The George Washington University
School of Engineering and Applied Science
Department of Electrical Engineering and Computer Science
CSci 51 -- Spring 1997
Project #6
Due Date: start of class, March 26, 1997

This project depends upon Chapters 1-6, and provides experience with writing loops, files, and robust input/output.

Part 1:

Add a child package DayWeek.IO to the package DayWeek. (See Section 6.8 for an example of writing a child package.) This package will have the following specification:

WITH Ada.Calendar;
PACKAGE DayWeek.IO IS
 
  TYPE Months IS (Jan, Feb, Mar, Apr, May, Jun,
                  Jul, Aug, Sep, Oct, Nov, Dec);
 
  PROCEDURE Get (MonthName: OUT Months; 
                 Day: OUT Ada.Calendar.Day_Number; 
                 Year: OUT Ada.Calendar.Year_Number);
  -- Pre:  None
  -- Post: The 3 values MonthName, Day, Year represent a valid date
 
END DayWeek.IO;

In the body of this package, the procedure Get will

• use the Robust_Input package (Programs 6.10 and 6.11) to read the day and year robustly;
• use the ideas in Robust_Input (an exception loop) to read the month robustly;
• use Ada.Calendar.Time_Error to ensure that the date is valid.

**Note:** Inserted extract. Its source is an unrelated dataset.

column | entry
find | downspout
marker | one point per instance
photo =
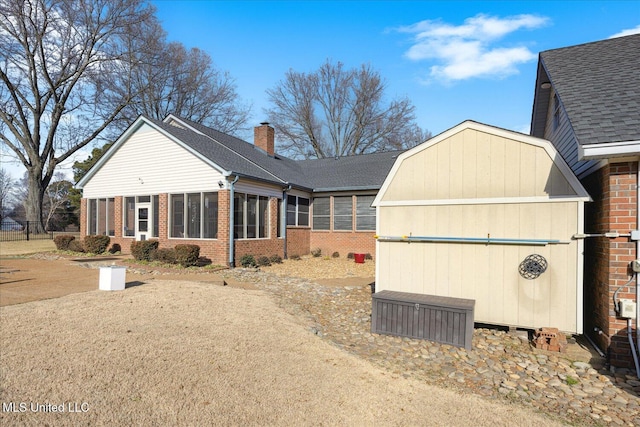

A date like Feb. 30, or even Feb. 29 in a non-leap year, is invalid. As it happens, Ada.Calendar provides a built-in way to check the validity of a date. The function Ada.Calendar.Time_Of has the specification

  FUNCTION Time_Of (Year : Year_Number;
                    Month : Month_Number;
                    Day : Day_Number;
                    Seconds : Day_Duration:=0.0) RETURN Time;

and returns a value of type Ada.Calendar.Time, if and only if the month/day/year combination forms a valid date. Otherwise, Time_Of raises the exception Ada.Calendar.Time_Error. Let's use this to check the validity of a date in the Get procedure: declare a variable in this procedure:

TestDate: Ada.Calendar.Time;

then call Ada.Calendar.Time_Of with the 3 parameters received by Get from the user.

Test.Date :=
  Ada.Calendar.Time_Of(Month => Month, Day => Day, Year => Year);

(Of course you need to convert MonthName to a month number, but you know how to do that!)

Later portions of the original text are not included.